Scared? Do It Anyways.
Why I'm more scared of moving to Portugal than I was of moving to Canada
Into Many Things is a space for reimagining life beyond rules and paychecks. A place to question the habits, routines, and expectations that keep us busy but not always alive. Each week, I write about building a life that feels real and worth living, the kind that makes room for the big questions we usually avoid. Because, honestly, why not?
Do you know what I’ve realized about fear?
It doesn’t go away.
The good news is that it doesn’t have to stop us either.
I’ve been thinking about this a lot lately because a month from now my family and I are moving to Porto and I am scared. To be honest, my fear seems to be growing in direct proportion to how close the move is getting.
When you think about it, we usually treat fear as a warning sign. If we’re scared, we assume something must be wrong. We tell ourselves, “Maybe this isn’t such a good idea after all.” The weird part is that in my case that doesn’t really make sense. I don’t have to be afraid of moving abroad because I’ve done it before. I know it will be worth it. I've rebuilt my life from scratch in different countries. I've navigated visas, apartment searches, job hunts, homesickness, and all the other challenges that come with starting over somewhere new. If anything, I should be better at this than I was ten years ago. Which is what makes this so interesting to me. Because when I think back to one of the biggest decisions I’ve ever made, I remember feeling significantly less afraid.
Looking back, the decision to move to Canada back then made very little sense. I moved with a six-month visa and a job that paid considerably less than the one I had left behind. I didn’t know whether I would be able to stay. I didn’t know whether any of it would work out. I certainly didn’t have the kind of plan that most people would consider responsible. I should have been scared but I wasn’t. afraid.
So, why am I afraid now? Shouldn’t the fact that it all worked out be proof for me that I can do this again? Some of the most important things in my life only exist because I moved. My marriage exists because I moved to Canada. My daughter exists because I moved to Canada.
Entire chapters of my life exist because of a decision that looked questionable from almost every practical angle. And I don’t think that’s unique to me. I think most of us can point to moments where our lives changed because we decided to act even though we were afraid. Fear can show us everything that might go wrong. It can show us rejection, failure, disappointment, uncertainty and discomfort. What it can’t show us are the people we’ll meet, the opportunities we’ll stumble into, the experiences we’ll have, or the lives we’ll build because we decided to go anyway.
And maybe that’s why “do it scared” is actually much better advice than it sounds.
For a while, I assumed I was scared because the stakes are higher. I’m a parent now. We’re not moving with two suitcases anymore. We’re moving an entire household. This isn’t a temporary experiment or another chapter in a long series of moves abroad. Of course that feels different. But I don’t think that’s the whole story. We tend to assume that experience should make us more confident. After all, confidence is supposed to come from evidence, and I have far more evidence now than I did ten years ago. If confidence were purely rational, this move should feel easier than the one to Canada.

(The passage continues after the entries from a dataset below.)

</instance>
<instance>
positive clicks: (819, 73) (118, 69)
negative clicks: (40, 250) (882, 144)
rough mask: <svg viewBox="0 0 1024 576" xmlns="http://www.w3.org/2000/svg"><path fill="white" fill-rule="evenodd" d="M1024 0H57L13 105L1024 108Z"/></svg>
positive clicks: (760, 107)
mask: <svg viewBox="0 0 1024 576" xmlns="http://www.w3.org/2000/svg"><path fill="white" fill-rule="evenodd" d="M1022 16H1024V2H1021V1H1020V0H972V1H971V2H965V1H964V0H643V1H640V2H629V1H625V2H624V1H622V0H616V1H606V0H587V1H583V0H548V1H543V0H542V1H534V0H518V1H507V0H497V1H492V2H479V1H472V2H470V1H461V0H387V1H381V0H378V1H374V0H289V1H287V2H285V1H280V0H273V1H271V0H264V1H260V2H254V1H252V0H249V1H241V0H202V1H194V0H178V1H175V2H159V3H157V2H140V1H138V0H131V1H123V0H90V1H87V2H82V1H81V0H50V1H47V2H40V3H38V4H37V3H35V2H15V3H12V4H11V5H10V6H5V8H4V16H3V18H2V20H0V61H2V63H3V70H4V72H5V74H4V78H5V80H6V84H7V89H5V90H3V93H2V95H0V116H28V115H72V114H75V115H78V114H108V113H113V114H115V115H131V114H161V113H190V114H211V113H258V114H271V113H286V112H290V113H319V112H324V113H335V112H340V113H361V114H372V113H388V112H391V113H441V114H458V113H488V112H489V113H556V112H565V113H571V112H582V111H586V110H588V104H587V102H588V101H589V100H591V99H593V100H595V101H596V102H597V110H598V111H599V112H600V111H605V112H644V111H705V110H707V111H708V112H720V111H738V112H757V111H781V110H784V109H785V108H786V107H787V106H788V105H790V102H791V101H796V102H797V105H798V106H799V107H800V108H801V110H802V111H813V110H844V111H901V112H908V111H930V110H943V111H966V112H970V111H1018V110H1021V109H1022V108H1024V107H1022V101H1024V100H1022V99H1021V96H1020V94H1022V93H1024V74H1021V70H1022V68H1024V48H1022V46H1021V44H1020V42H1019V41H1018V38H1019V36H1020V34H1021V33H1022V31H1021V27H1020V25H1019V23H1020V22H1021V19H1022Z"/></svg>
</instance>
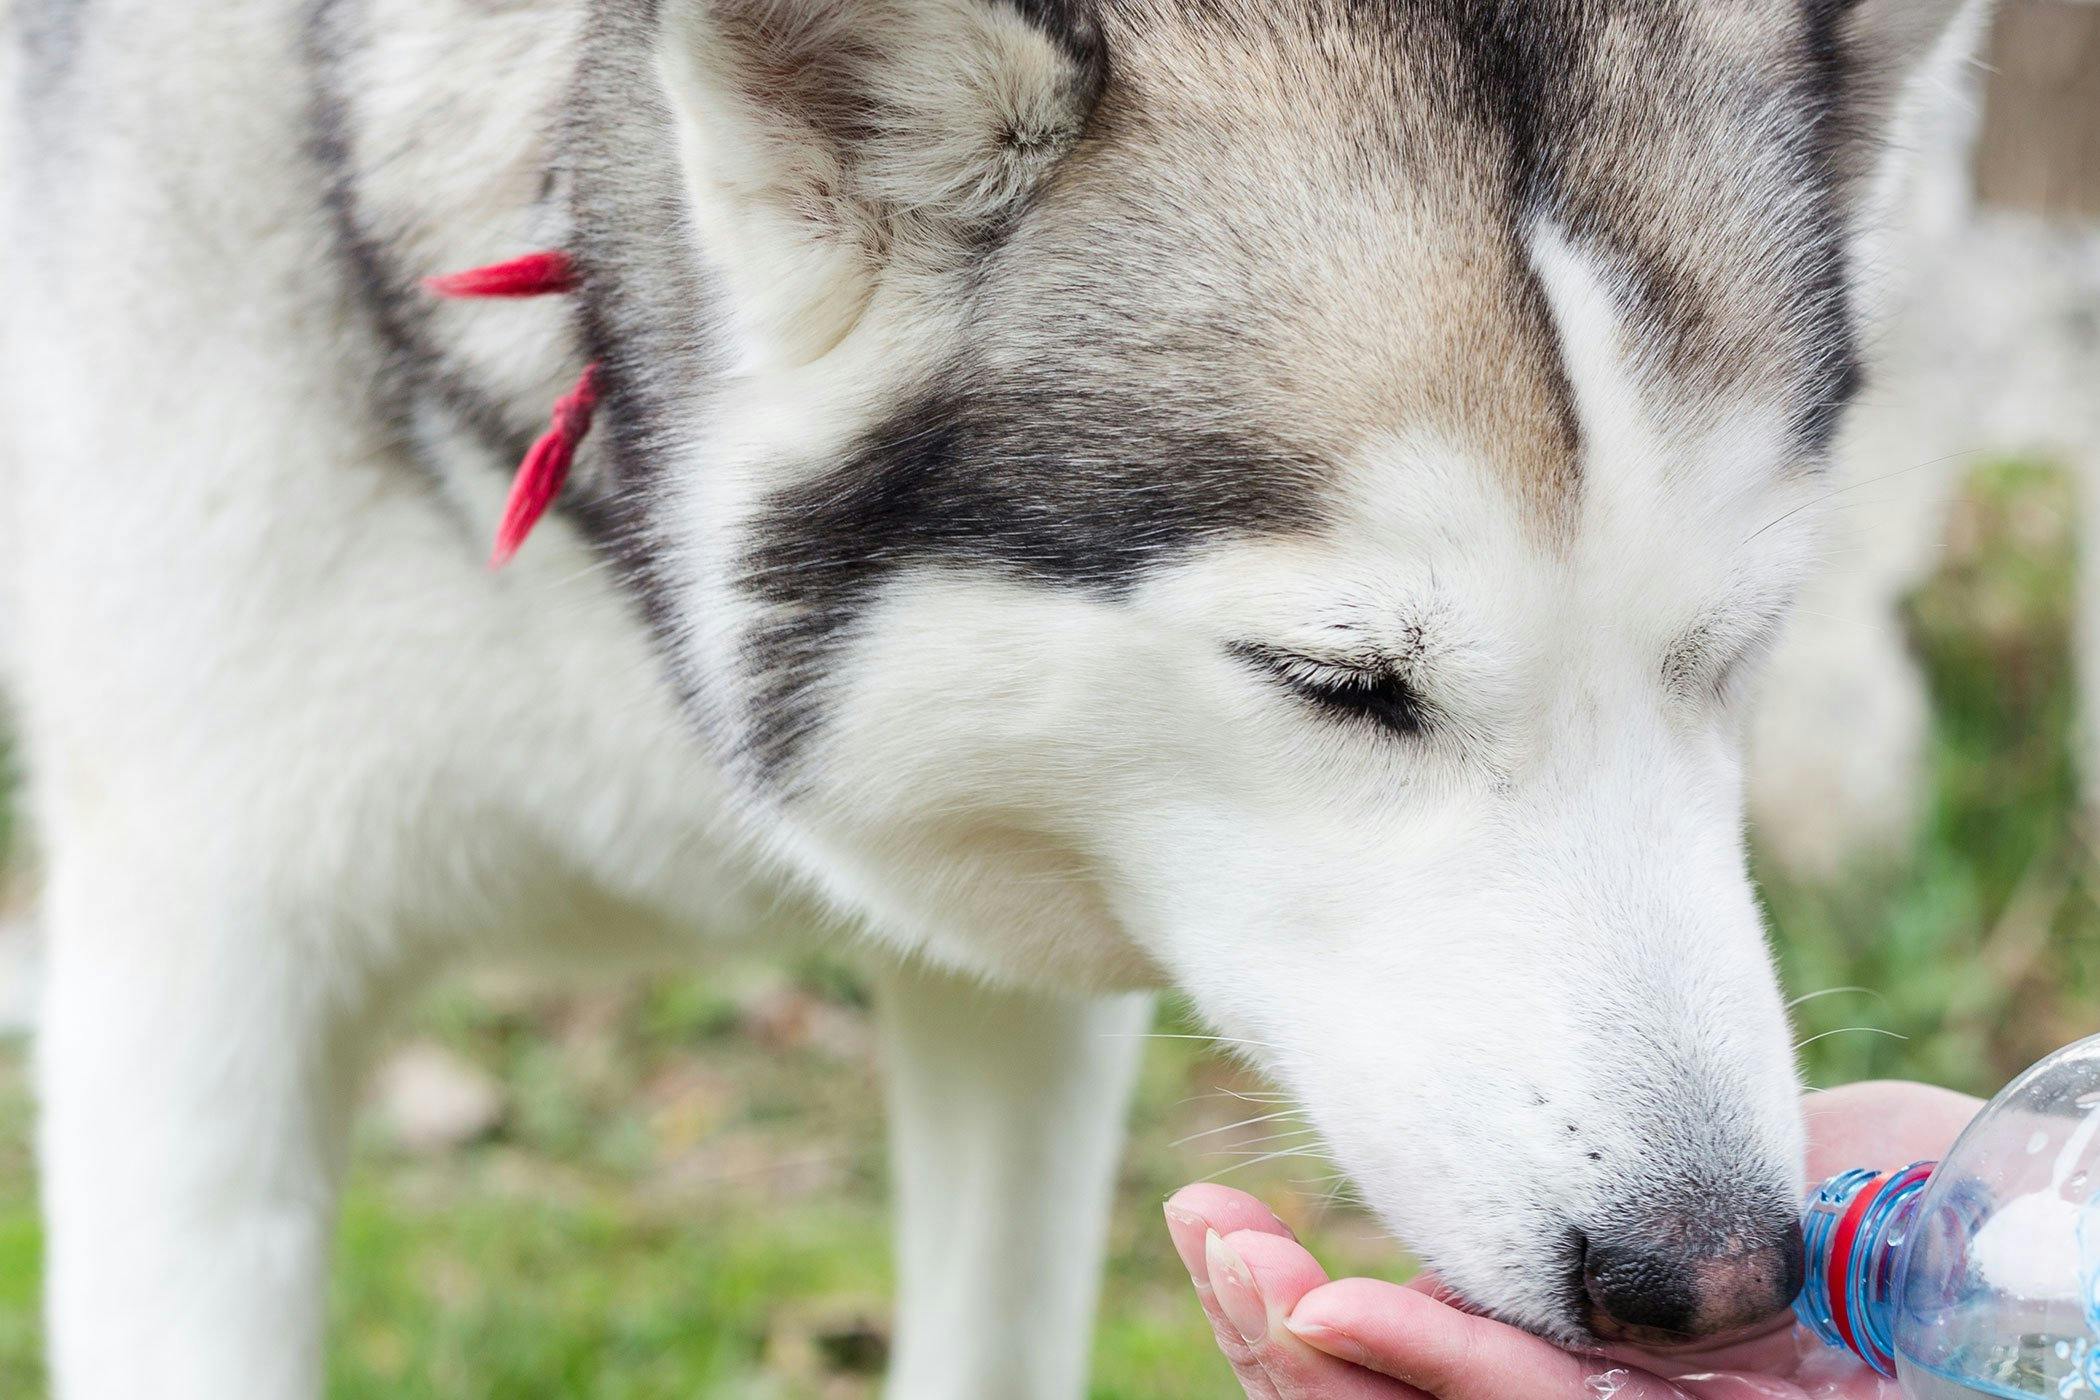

But maybe experience doesn’t just teach confidence. Maybe it also teaches awareness.
When I moved to Canada in my twenties, I didn’t know most of the things that could go wrong because I had never experienced them before. I didn’t know how exhausting uncertainty could feel when it stretched on for months. Now I know more. I can imagine more scenarios. I can see more complications. And maybe that’s part of what happens as we get older. We become so much better at imagining everything that could go wrong that we start mistaking those possibilities for probabilities. The result is a strange paradox. The more capable we become, the easier it can be to talk ourselves out of difficult things.
So whenever we realize that fear is entering the picture, our alarm bells should go off. Instead of talking ourselves out of something, we should ask: Which feeling is stronger: the fear or the desire? The fear wants me to stay where I am. The desire wants me to find out what happens if I go.
For me, the answer is obvious. I’m scared about moving to Portugal, but I want the move more than I fear it. Maybe I will be scared right up until the moment we arrive. What matters is that I’m willing to do it anyway. The older I get, the more I think that “do it scared” is less of a motivational slogan and more of a practical instruction for how to live. Not every fear should be ignored, of course. Some fears are trying to protect us. But there are also fears that appear whenever we’re about to grow, change, begin something new, or step into a version of life we’ve never experienced before.



I feel this deeply. I’m in the process of buying property in a foreign country and the fear is so loud but the desire won’t leave me alone. I’ve taken risks in business, moving and love before but I see the increase with the awareness you mentioned for sure!
I love this and I was reflecting on fear just yesterday and how it doesn't have to mean that something is wrong. Also, on fearing things that we obviously pulled off in the past, I asked myself: but am I *really* sure that years ago I wasn't scared of that? Or maybe time and its habit of sense-and-story-making a posteriori, just makes it seem like at that time I was fearless when I was actually scared? In any case, I find myself agreeing more and more with "do it scared". If the reasons why we're doing it make sense to us, even on some instinctual level, then I think it is worth trying.